重い障がいがあるから届けられる。大人でも発狂しそうなほど苦しい治療の日々を嘆くのではなく、そんな自分だからこそ伝えられることがある。生きるとはなにかを考えさせられた。
もし、健康な体だったら?
貧弱体質で生まれた私は繰り返し想像した。食べたいものを食べ、毎週のように寝込むこともなく、行きたい場所に行ける。それは、どれほど素晴らしいことか。両親に看病の負担をかけることもない。健康な自分を思い描いた。
今では、そんなことはない。
健康をうらやむ気持ちはゼロじゃない。だが、貧弱体質だったからこそ得たものがある。老いや死への恐怖があまりない。物事への執着も薄い。自由に動けなかったからこそ、想像力が養われた。早く文章が読めたり、独学で困らなかったり、苦しことを笑顔で我慢できたり、大きなトラブルを冷静たり、貧弱体質が鍛えてくれたものは数多い。
健康は素晴らしい宝だ。
だからこそ、失われると衝撃を受ける。
遠かった死が身近になり、体がじわじわと衰えていく。
とてつもない恐怖だ。
私には、そんなものはない。
死は生まれる前から隣人だ。衰えどころか、ふとん生活の常連だ。最初から持っていないので、健康が失われる恐れなんてない。感染症の流行で健康な人が味わっている感情すら、私にとっては日常の一幕だ。健康を持たないからこそ、穏やかでいられる。
もし生まれる前からやり直せるとしても、私は断るだろう。健康な体は魅力的だが、穏やかな心には劣る。どんなときも平常心でいられる。貧弱体質がくれた最も貴重な宝だ。健康は失う可能性があるが、平常心はあの世まで持っていける。そういう点でも勝っている。

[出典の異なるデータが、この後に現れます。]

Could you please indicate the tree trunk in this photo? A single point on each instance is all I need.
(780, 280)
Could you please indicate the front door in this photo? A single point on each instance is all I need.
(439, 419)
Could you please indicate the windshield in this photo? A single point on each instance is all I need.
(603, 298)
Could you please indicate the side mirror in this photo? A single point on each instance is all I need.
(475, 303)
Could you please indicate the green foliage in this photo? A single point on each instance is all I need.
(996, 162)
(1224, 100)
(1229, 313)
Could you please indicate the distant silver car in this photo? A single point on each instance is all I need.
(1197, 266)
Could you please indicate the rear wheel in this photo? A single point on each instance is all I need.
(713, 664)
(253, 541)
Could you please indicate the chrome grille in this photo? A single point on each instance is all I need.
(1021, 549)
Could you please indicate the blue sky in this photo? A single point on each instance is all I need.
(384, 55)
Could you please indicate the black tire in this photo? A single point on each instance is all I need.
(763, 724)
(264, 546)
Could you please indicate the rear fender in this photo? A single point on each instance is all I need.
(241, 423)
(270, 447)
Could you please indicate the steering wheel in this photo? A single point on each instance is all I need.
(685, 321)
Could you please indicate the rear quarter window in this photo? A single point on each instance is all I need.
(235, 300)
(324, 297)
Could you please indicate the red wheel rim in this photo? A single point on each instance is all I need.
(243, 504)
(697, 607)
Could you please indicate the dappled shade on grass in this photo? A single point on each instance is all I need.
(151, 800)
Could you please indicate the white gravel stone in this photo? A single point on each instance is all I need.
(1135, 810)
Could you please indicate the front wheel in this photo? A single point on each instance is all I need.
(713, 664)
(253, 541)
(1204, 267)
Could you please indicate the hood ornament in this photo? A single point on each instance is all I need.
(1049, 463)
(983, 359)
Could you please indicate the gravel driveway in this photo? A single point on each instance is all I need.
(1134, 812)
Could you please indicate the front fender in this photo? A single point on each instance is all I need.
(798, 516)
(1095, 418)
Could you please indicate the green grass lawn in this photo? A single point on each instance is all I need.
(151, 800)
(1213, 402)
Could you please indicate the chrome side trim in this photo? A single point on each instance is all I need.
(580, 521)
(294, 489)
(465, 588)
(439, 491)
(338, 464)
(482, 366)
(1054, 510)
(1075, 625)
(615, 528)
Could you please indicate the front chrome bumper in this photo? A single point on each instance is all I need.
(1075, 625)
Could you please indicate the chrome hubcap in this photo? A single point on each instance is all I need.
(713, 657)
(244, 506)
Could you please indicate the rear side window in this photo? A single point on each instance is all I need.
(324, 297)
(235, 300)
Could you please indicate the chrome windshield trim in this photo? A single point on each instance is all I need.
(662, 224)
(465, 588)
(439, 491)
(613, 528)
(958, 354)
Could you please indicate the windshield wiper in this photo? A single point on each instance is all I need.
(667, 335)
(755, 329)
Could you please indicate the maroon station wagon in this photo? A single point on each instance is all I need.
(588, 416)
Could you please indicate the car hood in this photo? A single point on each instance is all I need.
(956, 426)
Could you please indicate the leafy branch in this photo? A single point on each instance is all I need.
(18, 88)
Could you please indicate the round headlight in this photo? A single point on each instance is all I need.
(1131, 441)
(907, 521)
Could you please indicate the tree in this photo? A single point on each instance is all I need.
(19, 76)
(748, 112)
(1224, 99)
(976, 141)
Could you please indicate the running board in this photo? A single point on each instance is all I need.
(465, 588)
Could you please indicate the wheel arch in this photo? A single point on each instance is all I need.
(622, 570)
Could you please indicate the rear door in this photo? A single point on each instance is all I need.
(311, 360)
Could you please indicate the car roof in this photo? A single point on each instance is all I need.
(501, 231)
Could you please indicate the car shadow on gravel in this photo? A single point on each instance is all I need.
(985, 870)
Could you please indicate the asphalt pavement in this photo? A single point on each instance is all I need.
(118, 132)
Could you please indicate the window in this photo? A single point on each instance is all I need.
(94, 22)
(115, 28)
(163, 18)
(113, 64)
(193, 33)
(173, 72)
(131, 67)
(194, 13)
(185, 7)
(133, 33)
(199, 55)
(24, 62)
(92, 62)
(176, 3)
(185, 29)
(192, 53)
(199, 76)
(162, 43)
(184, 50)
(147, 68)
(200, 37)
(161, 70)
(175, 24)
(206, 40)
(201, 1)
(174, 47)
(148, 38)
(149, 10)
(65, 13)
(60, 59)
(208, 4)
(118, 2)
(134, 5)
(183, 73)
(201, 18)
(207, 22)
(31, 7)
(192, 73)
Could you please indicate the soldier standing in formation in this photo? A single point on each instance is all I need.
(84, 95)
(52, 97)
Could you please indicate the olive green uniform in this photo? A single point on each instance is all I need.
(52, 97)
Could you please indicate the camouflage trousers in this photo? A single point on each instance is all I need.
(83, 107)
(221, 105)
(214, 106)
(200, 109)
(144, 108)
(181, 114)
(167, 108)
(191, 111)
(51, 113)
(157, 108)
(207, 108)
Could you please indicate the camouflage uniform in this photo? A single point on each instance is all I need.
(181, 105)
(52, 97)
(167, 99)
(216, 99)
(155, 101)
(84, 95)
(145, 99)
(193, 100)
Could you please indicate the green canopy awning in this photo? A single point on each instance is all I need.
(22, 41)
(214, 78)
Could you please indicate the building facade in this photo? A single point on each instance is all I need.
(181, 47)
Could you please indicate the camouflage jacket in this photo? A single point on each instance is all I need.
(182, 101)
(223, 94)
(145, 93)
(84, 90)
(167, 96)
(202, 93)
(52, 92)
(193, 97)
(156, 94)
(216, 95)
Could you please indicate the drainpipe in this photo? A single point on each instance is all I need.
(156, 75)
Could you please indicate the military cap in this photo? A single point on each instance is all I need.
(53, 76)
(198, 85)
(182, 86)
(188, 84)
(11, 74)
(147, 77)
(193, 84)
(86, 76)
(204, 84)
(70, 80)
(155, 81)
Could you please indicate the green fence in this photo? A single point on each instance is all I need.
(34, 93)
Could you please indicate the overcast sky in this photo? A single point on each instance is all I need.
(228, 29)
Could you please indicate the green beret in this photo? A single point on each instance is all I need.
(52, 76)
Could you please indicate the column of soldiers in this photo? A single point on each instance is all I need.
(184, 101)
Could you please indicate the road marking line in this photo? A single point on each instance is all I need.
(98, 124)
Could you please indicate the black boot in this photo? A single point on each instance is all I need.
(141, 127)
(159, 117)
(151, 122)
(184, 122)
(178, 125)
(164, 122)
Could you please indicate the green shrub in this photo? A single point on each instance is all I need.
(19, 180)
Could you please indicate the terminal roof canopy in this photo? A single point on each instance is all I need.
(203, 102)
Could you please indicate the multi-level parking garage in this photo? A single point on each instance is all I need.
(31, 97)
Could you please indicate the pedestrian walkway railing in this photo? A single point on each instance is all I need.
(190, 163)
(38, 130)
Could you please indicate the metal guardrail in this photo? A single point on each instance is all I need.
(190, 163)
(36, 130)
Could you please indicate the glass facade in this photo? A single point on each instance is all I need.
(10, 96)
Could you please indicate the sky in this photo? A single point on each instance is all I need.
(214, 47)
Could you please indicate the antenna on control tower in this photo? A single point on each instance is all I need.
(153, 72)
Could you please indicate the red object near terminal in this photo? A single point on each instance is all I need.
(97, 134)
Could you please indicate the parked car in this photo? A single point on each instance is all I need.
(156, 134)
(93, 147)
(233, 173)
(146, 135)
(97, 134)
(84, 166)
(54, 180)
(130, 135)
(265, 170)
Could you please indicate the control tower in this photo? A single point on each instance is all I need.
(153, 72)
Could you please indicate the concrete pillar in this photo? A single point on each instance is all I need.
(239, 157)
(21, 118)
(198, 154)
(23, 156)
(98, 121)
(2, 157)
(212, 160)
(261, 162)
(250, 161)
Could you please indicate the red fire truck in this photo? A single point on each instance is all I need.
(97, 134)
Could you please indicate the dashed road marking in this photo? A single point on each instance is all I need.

貧弱体質が鍛えてくれた数々の能力があったからこそ、病気以外の人生トラブルも潜り抜けることができた。健康な体で生まれていたら、心身ともに耐え切れなかった。心を壊して衰弱死の可能性が大だ。生きていたとしても、穏やかさとは無縁の人生だっただろう。
私にとっては、この体で生まれたことはベストだった。
貧弱体質に感謝だ。
書籍『じぶんをえらんで生まれてきたよ』はその確信を深めてくれた。重い障がいをもったりおくんの言葉だから、素直に心に届いた。おそらく健康な人の言葉だったなら「自分で体験したこともないくせに」という思考がよぎっただろう。
彼だからこそ、届けられる相手がいる。
私も、その一人だったようだ。
強さは正しい。
弱さは間違い。
そんな風に言い切れるほど、
世の中は単純ではない。
自己紹介でもある記事
↓ ランキングに参加中です。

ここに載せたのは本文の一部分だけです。